Publication TypeBook Chapter
Year of Publication2015
AuthorsWarren P. Aston
Book TitleLehi and Sariah in Arabia: The Old World Setting of the Book of Mormon
PublisherXlibris Publishing
CityBloomington, IN
KeywordsArabia; Bondage; Lehi's Trail; Servitude; Wilderness
The Lehite journey across Arabia falls naturally into three major thrusts: from Jerusalem down to the Valley of Lemuel, from there down to Nahom, and then across to Bountiful. After an extended stay at the valley and the two short stops that followed, travel to the vicinity of Nahom probably took a few weeks at most. With their arrival at Nahom, perhaps intending a stay of at least a year, some 1,400 miles/2,250 km had been covered since leaving Jerusalem. Some 600 miles/970 km still separated them, though, from their destination on the coast, the place they would name “Bountiful.”

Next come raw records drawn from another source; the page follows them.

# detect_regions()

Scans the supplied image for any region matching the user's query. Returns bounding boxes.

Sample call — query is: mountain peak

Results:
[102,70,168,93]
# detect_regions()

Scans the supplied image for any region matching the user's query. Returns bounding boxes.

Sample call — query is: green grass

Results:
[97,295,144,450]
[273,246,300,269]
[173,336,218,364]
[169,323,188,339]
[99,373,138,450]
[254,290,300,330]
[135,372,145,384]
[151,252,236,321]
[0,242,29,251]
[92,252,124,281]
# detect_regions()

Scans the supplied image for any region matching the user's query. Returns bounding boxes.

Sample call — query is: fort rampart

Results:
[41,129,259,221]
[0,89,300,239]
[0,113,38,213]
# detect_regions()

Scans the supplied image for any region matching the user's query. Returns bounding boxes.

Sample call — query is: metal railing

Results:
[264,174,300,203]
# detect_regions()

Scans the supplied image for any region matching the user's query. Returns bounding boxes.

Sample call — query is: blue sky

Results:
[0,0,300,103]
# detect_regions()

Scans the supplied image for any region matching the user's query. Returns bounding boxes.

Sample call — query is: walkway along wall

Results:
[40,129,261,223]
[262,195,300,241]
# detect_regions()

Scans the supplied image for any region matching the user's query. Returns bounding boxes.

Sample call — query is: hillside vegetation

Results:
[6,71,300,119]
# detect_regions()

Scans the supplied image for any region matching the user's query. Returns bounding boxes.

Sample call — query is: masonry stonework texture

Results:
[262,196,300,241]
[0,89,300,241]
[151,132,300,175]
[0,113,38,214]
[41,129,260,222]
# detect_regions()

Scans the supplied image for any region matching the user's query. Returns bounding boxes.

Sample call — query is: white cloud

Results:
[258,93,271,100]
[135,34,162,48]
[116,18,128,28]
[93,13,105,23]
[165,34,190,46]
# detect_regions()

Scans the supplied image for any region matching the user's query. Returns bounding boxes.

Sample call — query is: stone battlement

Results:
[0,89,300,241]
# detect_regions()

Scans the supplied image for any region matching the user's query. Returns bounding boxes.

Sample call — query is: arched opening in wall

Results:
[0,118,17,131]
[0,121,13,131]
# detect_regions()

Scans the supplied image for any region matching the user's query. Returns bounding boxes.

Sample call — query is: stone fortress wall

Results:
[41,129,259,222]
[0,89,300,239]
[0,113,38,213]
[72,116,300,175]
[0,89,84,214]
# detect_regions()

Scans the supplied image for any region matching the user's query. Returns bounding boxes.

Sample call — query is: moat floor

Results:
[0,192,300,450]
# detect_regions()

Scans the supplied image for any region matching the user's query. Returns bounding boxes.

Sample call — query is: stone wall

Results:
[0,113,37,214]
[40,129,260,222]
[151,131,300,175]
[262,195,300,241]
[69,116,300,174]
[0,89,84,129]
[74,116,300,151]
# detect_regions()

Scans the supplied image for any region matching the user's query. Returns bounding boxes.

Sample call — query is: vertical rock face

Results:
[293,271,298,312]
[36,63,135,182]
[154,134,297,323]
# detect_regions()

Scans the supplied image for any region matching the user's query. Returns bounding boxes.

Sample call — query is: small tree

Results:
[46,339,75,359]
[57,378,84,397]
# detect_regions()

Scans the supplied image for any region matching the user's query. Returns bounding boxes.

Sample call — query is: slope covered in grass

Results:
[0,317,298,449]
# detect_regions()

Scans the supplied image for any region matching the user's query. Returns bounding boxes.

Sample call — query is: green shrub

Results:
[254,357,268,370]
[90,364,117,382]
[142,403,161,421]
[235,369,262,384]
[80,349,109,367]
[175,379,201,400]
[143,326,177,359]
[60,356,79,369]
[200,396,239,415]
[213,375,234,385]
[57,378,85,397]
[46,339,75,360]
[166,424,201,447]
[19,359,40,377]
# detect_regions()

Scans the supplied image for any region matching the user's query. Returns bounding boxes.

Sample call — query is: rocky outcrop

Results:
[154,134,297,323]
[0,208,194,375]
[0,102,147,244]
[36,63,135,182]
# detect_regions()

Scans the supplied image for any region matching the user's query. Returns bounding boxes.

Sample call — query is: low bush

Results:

Nephi’s account explicitly tells us that the final stage from Nahom across to Bountiful was the most arduous of the journey. The group was now in the Jauf Valley at the southern edge of the Empty Quarter, a place of vast shifting dunes avoided even by the Bedouin. Anciently - and still today - this is the first opportunity for travel across the Arabia peninsula in an easterly direction.
However, while it offers traversable terrain, the stony desert plateau eastward from Nahom remains a forbidding prospect to any traveler. It offers no water or fodder sources, or any crop-growing opportunities. In the twenty-first century it remains without wells, roads, or settlements. With only short-term camping feasible, the leg from the Nahom to Bountiful was thus not only the most difficult, but the longest non-stop stage of the entire land journey.